Case 2: $\mathcal{X}$ contains the origin $0$. let $\mathcal{X}' = \mathcal{X} \backslash \{0 \}$.

Then, we can write $\mathcal{K}_\mathcal{X} = \{(x,t) : t \geq \frac{||x||}{M}, \frac{x}{t} \in \mathcal{X}' \} \cup \{(0,t) : t > 0 \} = S_1 \cup S_2$. (Equation 1)

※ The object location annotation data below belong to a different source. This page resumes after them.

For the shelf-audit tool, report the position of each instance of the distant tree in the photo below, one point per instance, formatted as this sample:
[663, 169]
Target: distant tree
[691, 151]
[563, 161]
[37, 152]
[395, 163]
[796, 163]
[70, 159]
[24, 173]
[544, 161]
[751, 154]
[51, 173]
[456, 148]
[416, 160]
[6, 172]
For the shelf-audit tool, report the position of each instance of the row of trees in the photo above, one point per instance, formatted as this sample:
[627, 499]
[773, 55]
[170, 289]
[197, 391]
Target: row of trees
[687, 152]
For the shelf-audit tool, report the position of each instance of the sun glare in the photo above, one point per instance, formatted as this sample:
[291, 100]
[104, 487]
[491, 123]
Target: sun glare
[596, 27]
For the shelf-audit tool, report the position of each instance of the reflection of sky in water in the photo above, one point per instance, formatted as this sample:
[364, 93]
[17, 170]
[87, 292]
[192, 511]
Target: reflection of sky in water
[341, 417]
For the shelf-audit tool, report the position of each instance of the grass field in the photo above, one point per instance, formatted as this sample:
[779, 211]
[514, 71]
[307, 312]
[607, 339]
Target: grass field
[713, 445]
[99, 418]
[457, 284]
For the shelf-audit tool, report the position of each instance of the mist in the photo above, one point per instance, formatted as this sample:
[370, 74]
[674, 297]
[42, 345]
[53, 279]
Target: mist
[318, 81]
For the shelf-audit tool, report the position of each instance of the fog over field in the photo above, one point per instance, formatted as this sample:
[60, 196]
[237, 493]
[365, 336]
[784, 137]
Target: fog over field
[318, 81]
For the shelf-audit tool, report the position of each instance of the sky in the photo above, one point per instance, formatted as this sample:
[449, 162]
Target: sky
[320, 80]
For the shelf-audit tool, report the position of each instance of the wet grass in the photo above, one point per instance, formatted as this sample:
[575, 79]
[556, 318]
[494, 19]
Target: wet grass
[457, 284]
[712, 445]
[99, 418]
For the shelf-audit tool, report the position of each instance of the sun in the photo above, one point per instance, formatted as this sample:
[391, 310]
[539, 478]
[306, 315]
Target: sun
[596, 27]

The closure of a union of two sets is equal to the union of the closures. So, we have:

$\bar{\mathcal{K}}_\mathcal{X} = \bar{S_1} \cup \bar{S_2}$. (Equation 2)

Now, $\bar{S_2} = \{(0,t) : t \geq 0 \} $.

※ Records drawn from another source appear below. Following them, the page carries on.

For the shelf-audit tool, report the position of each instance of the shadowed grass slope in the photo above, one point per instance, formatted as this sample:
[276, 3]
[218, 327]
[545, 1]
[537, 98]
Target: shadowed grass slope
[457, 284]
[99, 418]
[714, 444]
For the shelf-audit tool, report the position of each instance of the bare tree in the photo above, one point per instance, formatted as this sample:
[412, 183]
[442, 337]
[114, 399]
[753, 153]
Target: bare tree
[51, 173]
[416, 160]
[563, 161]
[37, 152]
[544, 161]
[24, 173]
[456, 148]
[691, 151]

But $S_1$ could be open or closed. If it is closed, then $\bar{S_1} = S_1$. in which case we have:

$\bar{\mathcal{K}}_\mathcal{X} = \{(x,t) : t \geq \frac{||x||}{M}, \frac{x}{t} \in \mathcal{X}' \} \cup \{(0,t) : t \geq 0 \}$. By comparing with (Equation 1), this is just saying:

$\bar{\mathcal{K}}_\mathcal{X} = \mathcal{K}_\mathcal{X} + \{(0,0) \}$. So we are done.

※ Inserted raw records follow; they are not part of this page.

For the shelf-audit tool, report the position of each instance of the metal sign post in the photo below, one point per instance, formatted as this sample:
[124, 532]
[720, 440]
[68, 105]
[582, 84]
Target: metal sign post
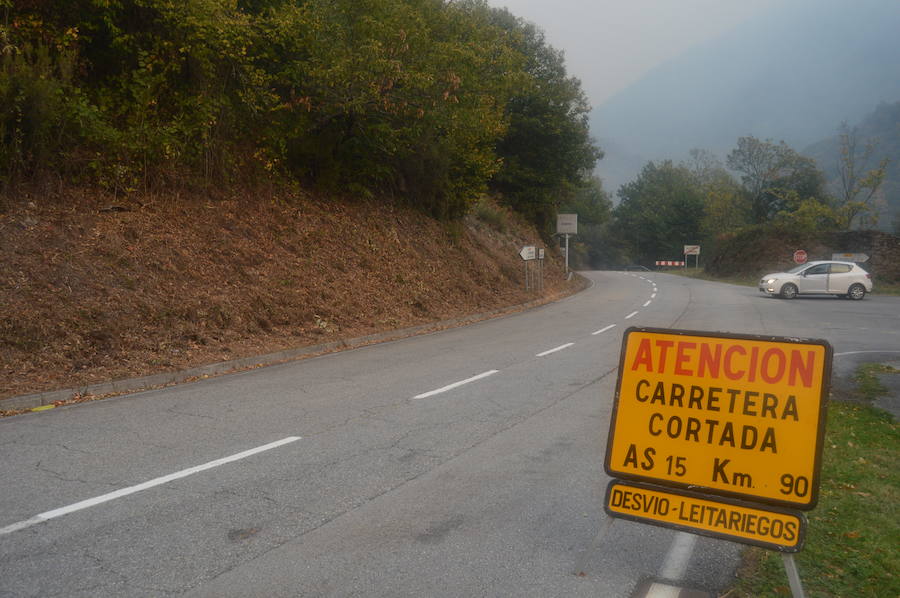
[692, 250]
[527, 254]
[567, 224]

But if $S_1$ is open, then $\bar{S_1} = S_1 \cup \{(0, t) : t \geq 0 \}$. So, from (Equation 2) we again conclude that:

$\bar{\mathcal{K}}_\mathcal{X} = S_1 \cup \{(0, t) : t \geq 0 \} \cup \{(0, t) : t \geq 0 \} = S_1 \cup \{(0, t) : t \geq 0 \}$

$ \bar{\mathcal{K}}_\mathcal{X} = \{(x,t) : t \geq \frac{||x||}{M}, \frac{x}{t} \in \mathcal{X}' \} \cup \{(0,t) : t \geq 0 \} = \mathcal{K}_\mathcal{X} + \{(0,0) \}$

Answer 1

First note that if $x \in X$ and $t>0$ then ${1 \over n} (x,t) \in X$, so it is clear that $(0,0)$ is in $\overline{K_X}$. And so $K_X \subset C=K_X \cup \{(0,0)\} \subset \overline{K_X}$.

We can write $K_X = \{(x,t) | t >0, x \in t X \}$ and $C=\{(x,t) | t \ge0, x \in t X \}$, so if we can show that $C$ is closed then it must be the closure.

Now suppose $(x_n,t_n) \in C$ and $(x_n,t_n) \to (x,t)$. If $t>0$, then ${x_n \over t_n} \to {x \over t} \in X$ (since $X$ is closed) and hence $(x,t) \in C$. If $t=0$, then since $X$ is bounded, we must have $x = 0$ and so $(x,t) \in C$.

Hence $C$ is closed and so $C=\overline{K_X}$.